Sequential development of interleukin 2-dependent effector and regulatory T cells in response to endogenous systemic antigen

Abstract

Transfer of naive antigen-specific CD4(+) T cells into lymphopenic mice that express an endogenous antigen as a systemic, secreted protein results in severe autoimmunity resembling graft-versus-host disease. T cells that respond to this endogenous antigen develop into effector cells that cause the disease. Recovery from this disease is associated with the subsequent generation of FoxP3(+)CD25(+) regulatory cells in the periphery. Both pathogenic effector cells and protective regulatory cells develop from the same antigen-specific T cell population after activation, and their generation may occur in parallel or sequentially.

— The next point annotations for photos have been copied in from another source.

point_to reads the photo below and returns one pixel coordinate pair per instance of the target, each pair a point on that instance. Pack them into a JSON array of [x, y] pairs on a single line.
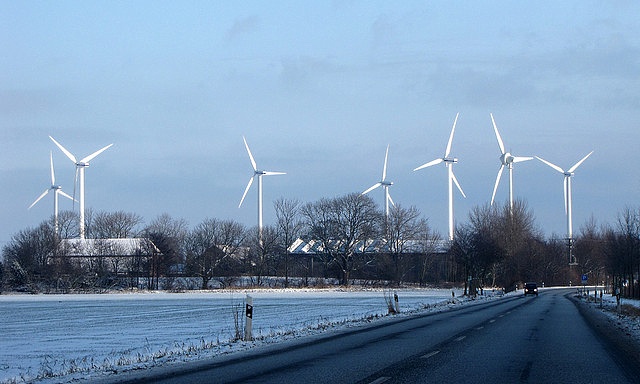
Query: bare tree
[[28, 256], [404, 228], [264, 248], [117, 224], [210, 245], [343, 224], [68, 224], [169, 235], [289, 227]]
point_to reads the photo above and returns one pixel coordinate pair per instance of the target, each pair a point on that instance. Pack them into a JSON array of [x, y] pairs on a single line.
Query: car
[[531, 289]]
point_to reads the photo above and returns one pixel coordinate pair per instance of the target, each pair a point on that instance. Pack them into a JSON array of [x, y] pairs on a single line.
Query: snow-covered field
[[67, 336]]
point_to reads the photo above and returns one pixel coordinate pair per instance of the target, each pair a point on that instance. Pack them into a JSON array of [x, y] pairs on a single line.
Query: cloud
[[242, 27]]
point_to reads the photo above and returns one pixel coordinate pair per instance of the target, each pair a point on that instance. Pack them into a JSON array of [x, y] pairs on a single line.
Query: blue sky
[[319, 89]]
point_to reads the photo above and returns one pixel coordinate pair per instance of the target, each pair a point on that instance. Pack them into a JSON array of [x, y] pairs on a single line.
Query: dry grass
[[630, 310]]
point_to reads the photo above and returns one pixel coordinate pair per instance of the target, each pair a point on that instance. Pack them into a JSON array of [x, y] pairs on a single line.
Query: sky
[[319, 89]]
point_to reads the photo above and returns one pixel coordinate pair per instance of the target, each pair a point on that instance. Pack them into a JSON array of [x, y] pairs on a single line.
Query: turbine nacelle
[[451, 177]]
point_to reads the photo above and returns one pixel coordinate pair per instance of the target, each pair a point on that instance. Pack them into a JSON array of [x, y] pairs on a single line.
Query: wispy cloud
[[242, 27]]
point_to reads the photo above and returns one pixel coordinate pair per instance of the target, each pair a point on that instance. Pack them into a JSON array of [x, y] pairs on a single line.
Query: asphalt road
[[542, 339]]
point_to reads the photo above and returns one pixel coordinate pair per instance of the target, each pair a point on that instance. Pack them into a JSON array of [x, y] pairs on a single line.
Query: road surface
[[519, 339]]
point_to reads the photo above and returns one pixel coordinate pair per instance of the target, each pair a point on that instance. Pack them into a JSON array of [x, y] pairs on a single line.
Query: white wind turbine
[[385, 185], [256, 173], [57, 190], [506, 159], [448, 162], [80, 166], [567, 190]]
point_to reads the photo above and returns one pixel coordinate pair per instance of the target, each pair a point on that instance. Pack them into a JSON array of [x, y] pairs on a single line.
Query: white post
[[395, 298], [249, 319]]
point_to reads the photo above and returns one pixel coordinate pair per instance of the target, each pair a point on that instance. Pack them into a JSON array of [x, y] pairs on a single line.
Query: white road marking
[[430, 354]]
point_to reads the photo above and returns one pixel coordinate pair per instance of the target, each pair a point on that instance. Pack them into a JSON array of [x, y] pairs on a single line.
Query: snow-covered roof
[[109, 247]]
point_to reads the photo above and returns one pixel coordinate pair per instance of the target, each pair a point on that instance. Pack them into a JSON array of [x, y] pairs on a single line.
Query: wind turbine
[[448, 162], [567, 190], [257, 173], [57, 190], [80, 166], [384, 184], [506, 159]]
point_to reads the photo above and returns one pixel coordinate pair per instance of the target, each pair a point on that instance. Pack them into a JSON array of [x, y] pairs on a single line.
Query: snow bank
[[66, 337]]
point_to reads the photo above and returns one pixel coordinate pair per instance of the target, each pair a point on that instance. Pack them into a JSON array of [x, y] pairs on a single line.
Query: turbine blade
[[432, 162], [245, 191], [566, 189], [495, 128], [384, 168], [495, 187], [551, 164], [253, 162], [75, 183], [572, 169], [455, 180], [64, 150], [53, 175], [389, 197], [446, 153], [519, 159], [94, 154], [66, 195], [39, 198], [374, 186]]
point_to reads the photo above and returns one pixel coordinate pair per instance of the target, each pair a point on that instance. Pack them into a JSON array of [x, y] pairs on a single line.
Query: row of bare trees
[[496, 246]]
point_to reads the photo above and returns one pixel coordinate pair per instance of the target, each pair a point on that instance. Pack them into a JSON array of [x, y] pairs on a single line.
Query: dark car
[[531, 289]]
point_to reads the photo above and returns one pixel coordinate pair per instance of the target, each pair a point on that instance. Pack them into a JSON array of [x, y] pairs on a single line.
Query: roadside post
[[249, 319], [395, 299]]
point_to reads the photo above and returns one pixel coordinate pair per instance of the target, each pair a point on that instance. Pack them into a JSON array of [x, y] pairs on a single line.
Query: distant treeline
[[495, 247]]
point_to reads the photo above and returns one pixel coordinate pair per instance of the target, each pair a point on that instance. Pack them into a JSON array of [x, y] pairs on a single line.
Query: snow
[[60, 338], [64, 338]]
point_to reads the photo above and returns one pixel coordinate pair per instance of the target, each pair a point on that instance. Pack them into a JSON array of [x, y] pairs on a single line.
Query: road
[[520, 339]]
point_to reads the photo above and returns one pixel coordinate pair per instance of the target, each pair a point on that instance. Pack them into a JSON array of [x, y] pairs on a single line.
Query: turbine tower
[[80, 166], [506, 159], [567, 190], [257, 173], [448, 162], [385, 185], [57, 190]]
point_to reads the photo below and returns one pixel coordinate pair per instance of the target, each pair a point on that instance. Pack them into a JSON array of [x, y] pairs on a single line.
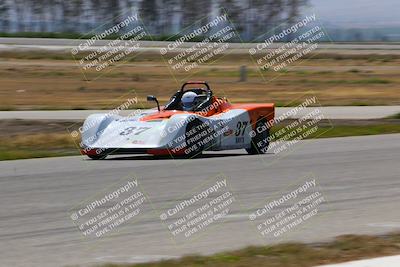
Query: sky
[[357, 13]]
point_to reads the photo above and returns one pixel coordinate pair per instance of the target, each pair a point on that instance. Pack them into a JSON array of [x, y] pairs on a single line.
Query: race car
[[193, 121]]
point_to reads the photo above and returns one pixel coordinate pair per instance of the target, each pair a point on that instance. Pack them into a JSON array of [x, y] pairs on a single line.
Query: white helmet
[[188, 100]]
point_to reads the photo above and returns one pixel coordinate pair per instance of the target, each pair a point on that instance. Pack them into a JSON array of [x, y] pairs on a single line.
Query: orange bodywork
[[220, 105]]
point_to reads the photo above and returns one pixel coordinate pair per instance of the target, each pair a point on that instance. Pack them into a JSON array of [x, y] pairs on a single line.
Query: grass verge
[[342, 249]]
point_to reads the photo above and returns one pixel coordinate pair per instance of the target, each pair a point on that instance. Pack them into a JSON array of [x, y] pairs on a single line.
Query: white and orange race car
[[210, 123]]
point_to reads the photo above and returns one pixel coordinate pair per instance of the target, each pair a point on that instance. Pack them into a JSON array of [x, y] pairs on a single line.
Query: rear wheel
[[260, 140]]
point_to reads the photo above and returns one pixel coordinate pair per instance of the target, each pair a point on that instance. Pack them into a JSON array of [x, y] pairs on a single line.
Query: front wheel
[[260, 139]]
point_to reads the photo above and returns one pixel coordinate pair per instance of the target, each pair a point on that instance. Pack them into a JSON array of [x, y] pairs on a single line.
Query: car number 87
[[134, 130]]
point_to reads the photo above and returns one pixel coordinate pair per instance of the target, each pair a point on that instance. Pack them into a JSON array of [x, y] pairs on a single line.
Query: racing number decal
[[134, 130], [241, 128]]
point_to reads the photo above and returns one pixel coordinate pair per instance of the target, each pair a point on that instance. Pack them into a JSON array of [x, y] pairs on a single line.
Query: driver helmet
[[188, 101]]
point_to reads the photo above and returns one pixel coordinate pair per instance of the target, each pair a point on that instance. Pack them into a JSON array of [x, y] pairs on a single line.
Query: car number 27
[[134, 130]]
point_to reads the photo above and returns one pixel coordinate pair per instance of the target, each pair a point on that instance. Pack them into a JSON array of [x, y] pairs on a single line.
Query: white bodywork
[[104, 131]]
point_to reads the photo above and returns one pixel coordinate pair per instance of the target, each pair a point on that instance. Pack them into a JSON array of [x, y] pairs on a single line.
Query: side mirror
[[153, 98]]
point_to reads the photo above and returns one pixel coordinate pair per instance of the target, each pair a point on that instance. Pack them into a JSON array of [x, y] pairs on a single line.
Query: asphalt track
[[334, 113], [359, 177]]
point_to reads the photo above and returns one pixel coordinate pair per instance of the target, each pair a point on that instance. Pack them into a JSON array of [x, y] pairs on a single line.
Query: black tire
[[260, 141], [194, 145]]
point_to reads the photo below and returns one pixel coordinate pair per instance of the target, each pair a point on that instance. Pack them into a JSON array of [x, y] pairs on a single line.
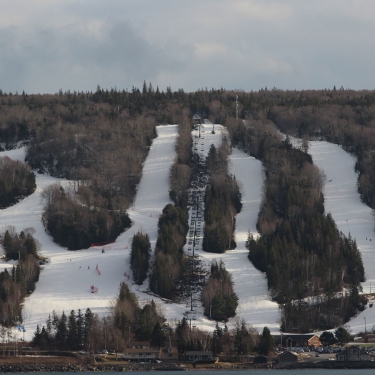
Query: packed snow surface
[[66, 279]]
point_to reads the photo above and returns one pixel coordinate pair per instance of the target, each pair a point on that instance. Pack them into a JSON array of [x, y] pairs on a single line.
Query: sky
[[48, 45]]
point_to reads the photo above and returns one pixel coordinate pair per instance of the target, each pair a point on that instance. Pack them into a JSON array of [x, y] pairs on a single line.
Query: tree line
[[14, 286], [222, 202], [76, 219], [17, 181], [127, 322]]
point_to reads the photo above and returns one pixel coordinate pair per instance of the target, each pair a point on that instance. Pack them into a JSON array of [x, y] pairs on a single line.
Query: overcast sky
[[47, 45]]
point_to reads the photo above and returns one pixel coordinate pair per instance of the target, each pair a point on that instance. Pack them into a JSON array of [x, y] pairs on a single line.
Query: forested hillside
[[100, 140], [21, 281], [17, 181]]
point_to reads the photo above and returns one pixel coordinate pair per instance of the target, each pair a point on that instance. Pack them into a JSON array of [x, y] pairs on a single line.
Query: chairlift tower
[[237, 109]]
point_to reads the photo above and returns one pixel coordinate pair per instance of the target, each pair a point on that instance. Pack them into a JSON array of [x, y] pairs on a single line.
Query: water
[[230, 372]]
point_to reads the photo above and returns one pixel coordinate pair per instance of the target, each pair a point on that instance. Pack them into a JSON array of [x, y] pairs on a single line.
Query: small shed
[[286, 357], [260, 359]]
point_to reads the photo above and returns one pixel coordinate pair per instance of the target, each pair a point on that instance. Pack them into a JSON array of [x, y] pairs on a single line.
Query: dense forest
[[16, 181], [222, 202], [218, 297], [99, 141], [128, 322], [76, 220], [21, 281]]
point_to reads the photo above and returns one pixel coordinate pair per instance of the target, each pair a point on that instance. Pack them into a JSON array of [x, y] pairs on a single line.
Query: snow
[[65, 281]]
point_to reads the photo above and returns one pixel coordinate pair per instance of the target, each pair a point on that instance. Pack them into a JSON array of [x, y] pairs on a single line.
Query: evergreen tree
[[266, 342], [157, 336], [343, 336]]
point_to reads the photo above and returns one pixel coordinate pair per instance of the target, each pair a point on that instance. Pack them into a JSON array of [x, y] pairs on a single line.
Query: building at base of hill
[[353, 353]]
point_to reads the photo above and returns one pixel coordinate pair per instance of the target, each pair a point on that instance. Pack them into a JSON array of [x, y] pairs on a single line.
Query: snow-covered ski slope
[[353, 217], [65, 282]]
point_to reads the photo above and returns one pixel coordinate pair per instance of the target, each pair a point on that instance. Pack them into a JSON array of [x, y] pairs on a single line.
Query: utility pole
[[237, 109]]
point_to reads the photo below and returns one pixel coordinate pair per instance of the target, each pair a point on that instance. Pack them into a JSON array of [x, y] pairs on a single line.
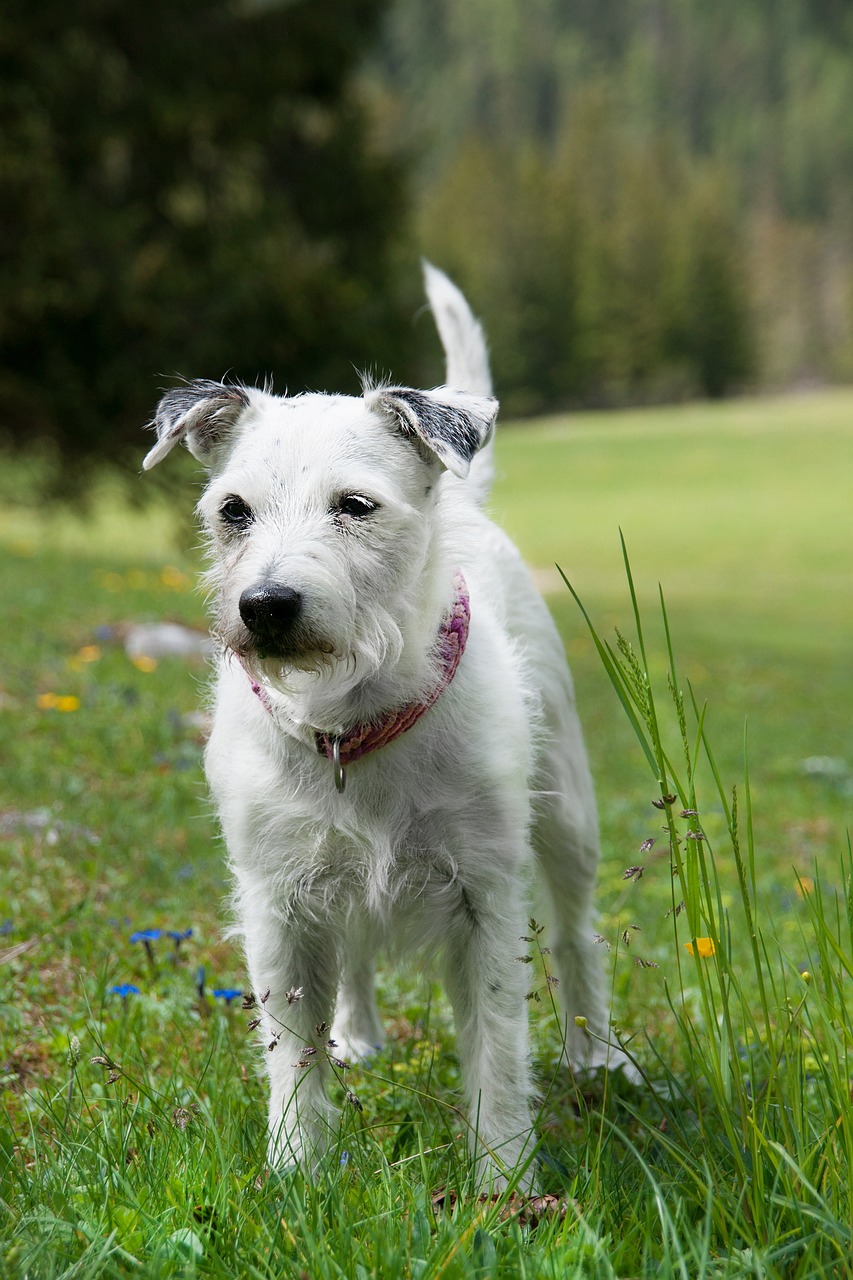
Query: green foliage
[[653, 200], [187, 188]]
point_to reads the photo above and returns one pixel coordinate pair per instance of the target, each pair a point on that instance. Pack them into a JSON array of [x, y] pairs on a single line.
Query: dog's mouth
[[273, 659]]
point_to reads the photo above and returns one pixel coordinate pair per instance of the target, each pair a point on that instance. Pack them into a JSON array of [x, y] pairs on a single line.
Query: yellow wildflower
[[58, 703]]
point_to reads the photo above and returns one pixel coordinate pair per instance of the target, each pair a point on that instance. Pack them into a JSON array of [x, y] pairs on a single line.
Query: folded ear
[[451, 424], [201, 414]]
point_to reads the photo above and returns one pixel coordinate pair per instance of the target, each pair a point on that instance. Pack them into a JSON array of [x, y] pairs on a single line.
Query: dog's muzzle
[[269, 613]]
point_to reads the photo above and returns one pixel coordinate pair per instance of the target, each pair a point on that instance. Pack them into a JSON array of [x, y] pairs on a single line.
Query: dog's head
[[322, 513]]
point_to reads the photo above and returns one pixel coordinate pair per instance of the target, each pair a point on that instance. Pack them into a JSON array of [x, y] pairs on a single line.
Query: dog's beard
[[333, 667]]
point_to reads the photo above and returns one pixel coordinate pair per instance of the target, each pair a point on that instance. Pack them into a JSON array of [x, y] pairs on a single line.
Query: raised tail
[[466, 356]]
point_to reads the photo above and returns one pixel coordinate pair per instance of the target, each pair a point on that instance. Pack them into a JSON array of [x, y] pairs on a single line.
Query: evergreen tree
[[187, 186]]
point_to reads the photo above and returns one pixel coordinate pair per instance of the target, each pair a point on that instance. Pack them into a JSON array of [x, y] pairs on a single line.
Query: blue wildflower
[[146, 937], [227, 993], [124, 990]]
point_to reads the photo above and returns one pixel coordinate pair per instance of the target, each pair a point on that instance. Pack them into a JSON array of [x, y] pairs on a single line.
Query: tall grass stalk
[[758, 1118]]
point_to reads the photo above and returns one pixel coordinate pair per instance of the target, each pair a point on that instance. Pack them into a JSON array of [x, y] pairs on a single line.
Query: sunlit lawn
[[742, 512]]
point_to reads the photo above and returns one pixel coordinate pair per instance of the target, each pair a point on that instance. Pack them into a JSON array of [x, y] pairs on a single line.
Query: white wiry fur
[[361, 510]]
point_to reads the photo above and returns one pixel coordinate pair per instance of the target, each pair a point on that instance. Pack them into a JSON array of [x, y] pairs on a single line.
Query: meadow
[[721, 741]]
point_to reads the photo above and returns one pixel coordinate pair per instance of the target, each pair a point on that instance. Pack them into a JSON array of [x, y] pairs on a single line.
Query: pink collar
[[363, 739]]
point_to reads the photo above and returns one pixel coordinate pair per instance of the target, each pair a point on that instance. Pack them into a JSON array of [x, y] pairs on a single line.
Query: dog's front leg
[[486, 986], [296, 963]]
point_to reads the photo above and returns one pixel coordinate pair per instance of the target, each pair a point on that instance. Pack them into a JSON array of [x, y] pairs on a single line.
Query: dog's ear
[[201, 414], [452, 425]]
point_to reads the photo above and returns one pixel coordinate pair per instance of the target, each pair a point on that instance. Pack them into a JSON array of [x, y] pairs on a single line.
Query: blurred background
[[647, 200]]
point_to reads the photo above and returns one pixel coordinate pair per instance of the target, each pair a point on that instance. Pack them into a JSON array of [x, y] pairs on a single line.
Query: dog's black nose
[[269, 611]]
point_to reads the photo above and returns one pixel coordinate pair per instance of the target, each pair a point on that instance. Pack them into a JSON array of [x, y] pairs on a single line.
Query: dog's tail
[[468, 359]]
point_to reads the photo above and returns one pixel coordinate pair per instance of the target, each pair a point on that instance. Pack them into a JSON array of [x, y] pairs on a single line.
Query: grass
[[738, 1162]]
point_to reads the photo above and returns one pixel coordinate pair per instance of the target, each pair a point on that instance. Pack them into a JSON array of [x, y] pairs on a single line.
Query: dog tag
[[340, 776]]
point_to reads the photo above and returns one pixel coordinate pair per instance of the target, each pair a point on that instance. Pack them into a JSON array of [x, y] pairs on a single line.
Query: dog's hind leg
[[486, 986], [565, 837]]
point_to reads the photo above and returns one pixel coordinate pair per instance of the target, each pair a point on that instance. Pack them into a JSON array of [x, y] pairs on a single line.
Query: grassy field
[[737, 1161]]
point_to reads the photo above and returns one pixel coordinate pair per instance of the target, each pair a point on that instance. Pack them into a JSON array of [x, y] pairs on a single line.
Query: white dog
[[395, 736]]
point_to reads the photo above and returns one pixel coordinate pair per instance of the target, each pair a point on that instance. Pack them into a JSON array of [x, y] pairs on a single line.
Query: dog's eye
[[354, 504], [236, 512]]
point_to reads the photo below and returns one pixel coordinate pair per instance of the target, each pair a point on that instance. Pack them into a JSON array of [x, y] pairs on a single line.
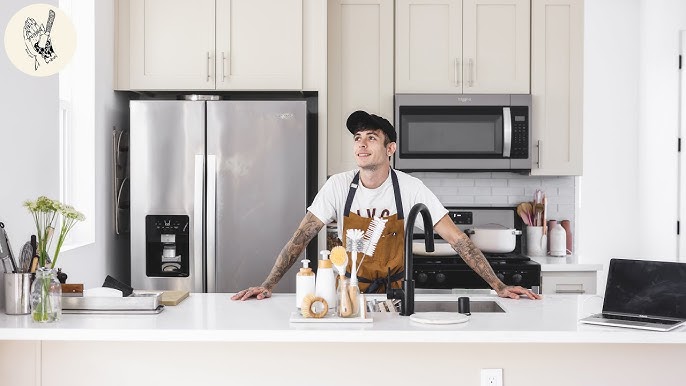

Interleukin (IL)-2 plays a dual role in this systemic T cell reaction. In the absence of IL-2, the acute disease is mild because of reduced T cell effector function, but a chronic and progressive disease develops late and is associated with a failure to generate FoxP3(+) regulatory T (T reg) cells in the periphery. Thus, a peripheral T cell reaction to a systemic antigen goes through a phase of effector cell-mediated pathology followed by T reg cell-mediated recovery, and both require the growth factor IL-2.

Figure 1.

Lymphopenia promotes a systemic autoimmune reaction. 10⁶ purified CD4⁺ DO11 Rag^−/− T cells were transferred into sOVA Tg Rag^−/− or nontransgenic Rag^−/− mice on day 0. (A) Survival is plotted over time as the percentage of surviving mice from three experiments with four to seven mice per each group. (B) Body weight is plotted over time as the percentage of the starting weight before T cell transfer. Data are pooled from six to eight mice per group. In this analysis, only mice that survived were included. Values represent means ± SD. (C) Paraffin sections of the ear skin of BALB/c control, Rag^−/−, and sOVA Tg Rag^−/− mice 7 d after T cell transfer were stained with H&E.

Figure 2.

Expansion of antigen-recognizing T cells in lymphocyte-deficient recipients. 10⁶ purified CD4⁺ DO11 Rag^−/− cells labeled with CFSE were transferred into sOVA Tg Rag^−/− mice, nontransgenic Rag^−/− mice, or normal BALB/c recipients on day 0. (A) Peripheral lymph nodes were harvested 5 d after transfer, and the CFSE profile of gated KJ1-26⁺CD4⁺ cells was determined by flow cytometric analysis. (B) Peripheral lymph nodes were harvested at the indicated time points after transfer, and the total number of DO11 cells was determined by counting and a flow cytometric analysis of KJ1-26⁺CD4⁺ cells. Data are pooled from three experiments (n = 5, sOVA Tg Rag^−/−; n = 9, Rag^−/−). The horizontal lines indicate means. (C) Peripheral lymph node cells were harvested on day 4 after transfer, restimulated with OVA peptide and APCs, and stained for intracellular cytokines. All plots are gated on KJ1-26⁺CD4⁺ cells. Numbers refer to the percentage of cytokine-positive cells. Representative plots are shown from one experiment out of four with two mice per group. (D) Data are expressed as the percentage of cytokine-positive gated KJ1-26⁺CD4⁺ cells pooled from two mice per group from one representative experiment. Values represent means ± SD.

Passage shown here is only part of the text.